Here's a minimal example to reproduce the issue:
import numpy as np
import time
from multiprocessing import Pool, cpu_count
from functools import partial
from tqdm import tqdm
def dummy_task(step_id, size=500):
data = np.random.randn(size, 3)
dist = np.linalg.norm(data, axis=1)
return step_id, np.min(dist)
if __name__ == "__main__":
steps = list(range(500000)) # Simulate 100 frames
size = 500
print("Running normaly...")
t0 = time.time()
with Pool(processes=cpu_count()) as pool:
results = pool.map(partial(dummy_task, size=size), steps)
t1 = time.time()
pt = t1 - t0
print(f"Time taken: {pt:.3f} seconds\n")
print("Running with tqdm...")
t2 = time.time()
with Pool(processes=cpu_count()) as pool:
results = list(tqdm(pool.imap(partial(dummy_task, size=size), steps), total=len(steps)))
t3 = time.time()
pt_tqm = t3 - t2
print(f"Time taken: {pt_tqm:.3f} seconds")
print (f"Pool Process with TQDM is {pt_tqm/pt:.3f} times slower.")
There us a similar question here from six years ago. But there is no usable answer there. Here I'm looking for a way to implement a progress bar or some form of progress information without sacrificing speed. Is there any way to achieve this?
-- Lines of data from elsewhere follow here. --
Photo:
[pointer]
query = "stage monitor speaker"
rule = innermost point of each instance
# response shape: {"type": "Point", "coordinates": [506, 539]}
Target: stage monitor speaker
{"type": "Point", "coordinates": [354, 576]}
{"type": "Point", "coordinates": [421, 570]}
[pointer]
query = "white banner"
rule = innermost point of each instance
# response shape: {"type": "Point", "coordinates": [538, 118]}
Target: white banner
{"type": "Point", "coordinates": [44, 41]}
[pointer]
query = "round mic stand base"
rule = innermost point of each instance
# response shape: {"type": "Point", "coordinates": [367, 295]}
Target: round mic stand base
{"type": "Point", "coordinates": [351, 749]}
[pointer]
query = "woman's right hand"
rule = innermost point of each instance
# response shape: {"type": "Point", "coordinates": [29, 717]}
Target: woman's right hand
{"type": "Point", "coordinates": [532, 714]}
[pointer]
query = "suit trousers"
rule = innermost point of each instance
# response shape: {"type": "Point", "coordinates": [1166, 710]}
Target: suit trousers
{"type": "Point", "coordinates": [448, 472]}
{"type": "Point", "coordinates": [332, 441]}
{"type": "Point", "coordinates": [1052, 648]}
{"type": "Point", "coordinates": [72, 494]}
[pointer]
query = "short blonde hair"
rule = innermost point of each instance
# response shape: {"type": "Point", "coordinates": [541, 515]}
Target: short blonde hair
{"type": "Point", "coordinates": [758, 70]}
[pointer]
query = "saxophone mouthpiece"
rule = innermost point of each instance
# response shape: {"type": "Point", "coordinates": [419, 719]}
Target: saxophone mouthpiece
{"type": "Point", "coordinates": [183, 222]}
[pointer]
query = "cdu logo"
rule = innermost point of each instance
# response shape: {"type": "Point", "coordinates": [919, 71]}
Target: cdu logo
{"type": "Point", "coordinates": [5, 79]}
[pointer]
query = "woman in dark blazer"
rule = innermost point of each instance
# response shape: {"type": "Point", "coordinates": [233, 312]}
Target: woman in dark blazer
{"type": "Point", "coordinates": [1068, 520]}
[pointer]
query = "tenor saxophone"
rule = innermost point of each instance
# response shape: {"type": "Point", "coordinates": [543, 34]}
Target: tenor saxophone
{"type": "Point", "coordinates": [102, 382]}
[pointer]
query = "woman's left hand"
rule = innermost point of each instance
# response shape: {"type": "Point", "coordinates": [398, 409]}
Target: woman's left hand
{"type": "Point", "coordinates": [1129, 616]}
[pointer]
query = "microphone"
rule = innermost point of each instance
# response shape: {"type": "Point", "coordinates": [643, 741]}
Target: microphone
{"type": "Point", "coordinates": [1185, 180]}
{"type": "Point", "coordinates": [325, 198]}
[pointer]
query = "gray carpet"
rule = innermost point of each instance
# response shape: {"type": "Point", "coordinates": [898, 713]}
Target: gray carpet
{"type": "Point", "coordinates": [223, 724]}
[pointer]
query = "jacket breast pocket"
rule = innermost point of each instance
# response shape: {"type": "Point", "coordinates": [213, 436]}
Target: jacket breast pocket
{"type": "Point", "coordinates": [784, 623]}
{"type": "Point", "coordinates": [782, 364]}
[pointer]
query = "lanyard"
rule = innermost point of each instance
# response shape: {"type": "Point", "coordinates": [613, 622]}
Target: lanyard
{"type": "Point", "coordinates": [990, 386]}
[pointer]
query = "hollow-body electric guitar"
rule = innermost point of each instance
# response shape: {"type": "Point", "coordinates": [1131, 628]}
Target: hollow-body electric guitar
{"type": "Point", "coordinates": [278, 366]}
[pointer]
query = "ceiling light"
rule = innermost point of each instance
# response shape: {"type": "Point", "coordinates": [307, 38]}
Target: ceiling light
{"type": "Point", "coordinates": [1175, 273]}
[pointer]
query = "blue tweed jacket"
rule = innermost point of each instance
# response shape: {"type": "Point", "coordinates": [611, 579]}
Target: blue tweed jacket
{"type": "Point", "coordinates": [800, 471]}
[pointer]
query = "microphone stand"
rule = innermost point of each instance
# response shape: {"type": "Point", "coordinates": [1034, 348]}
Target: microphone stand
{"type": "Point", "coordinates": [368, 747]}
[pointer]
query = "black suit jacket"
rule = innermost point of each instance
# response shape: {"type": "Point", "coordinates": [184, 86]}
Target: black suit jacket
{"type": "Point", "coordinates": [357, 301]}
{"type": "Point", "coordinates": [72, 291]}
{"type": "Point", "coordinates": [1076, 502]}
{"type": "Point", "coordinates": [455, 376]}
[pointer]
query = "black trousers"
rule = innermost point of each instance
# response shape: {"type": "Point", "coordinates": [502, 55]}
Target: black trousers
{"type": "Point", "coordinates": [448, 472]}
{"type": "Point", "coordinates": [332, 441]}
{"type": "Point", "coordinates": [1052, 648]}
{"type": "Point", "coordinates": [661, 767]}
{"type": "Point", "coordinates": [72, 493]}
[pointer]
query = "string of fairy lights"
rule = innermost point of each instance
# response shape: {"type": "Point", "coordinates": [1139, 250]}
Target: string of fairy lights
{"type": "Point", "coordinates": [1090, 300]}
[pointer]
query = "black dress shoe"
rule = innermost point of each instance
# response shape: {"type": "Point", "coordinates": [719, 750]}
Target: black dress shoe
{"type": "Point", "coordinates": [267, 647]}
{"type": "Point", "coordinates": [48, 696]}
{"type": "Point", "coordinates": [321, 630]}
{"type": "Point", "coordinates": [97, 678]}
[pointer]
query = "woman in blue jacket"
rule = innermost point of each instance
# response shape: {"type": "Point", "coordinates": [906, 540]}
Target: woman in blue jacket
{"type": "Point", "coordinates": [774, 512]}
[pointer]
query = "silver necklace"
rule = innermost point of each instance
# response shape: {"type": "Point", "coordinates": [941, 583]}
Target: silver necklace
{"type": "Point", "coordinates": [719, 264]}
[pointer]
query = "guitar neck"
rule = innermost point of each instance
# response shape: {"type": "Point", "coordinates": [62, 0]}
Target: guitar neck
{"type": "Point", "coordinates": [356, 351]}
NB: I just used the imap in the tqdm example as i coudl not figure out how to use map with tqdm.
Your linked question contains the real explanation in an answer, which relates to the difference between map and imap as Paul Smith suggests:
imap
doesn't turn the iterable you give it into a list, nor does break it into chunks (by default). It will iterate over the iterable one element at a time, and send them each to a worker process.
Chunking is known to be crucial to performance for lightweight jobs. You can be confident that this result does not relate to tqdm
.
To add a progress bar without slowing the calculation down, set your own chunksize
argument:
with Pool(processes=cpu_count()) as pool:
results = list(tqdm(pool.imap(partial(dummy_task, size=size), steps, chunksize=10), total=len(steps)))
(There might be an optimal chunksize, I haven't tested.)
To quote the docs
:
The chunksize argument is the same as the one used by the map() method. For very long iterables using a large value for chunksize can make the job complete much faster than using the default value of 1.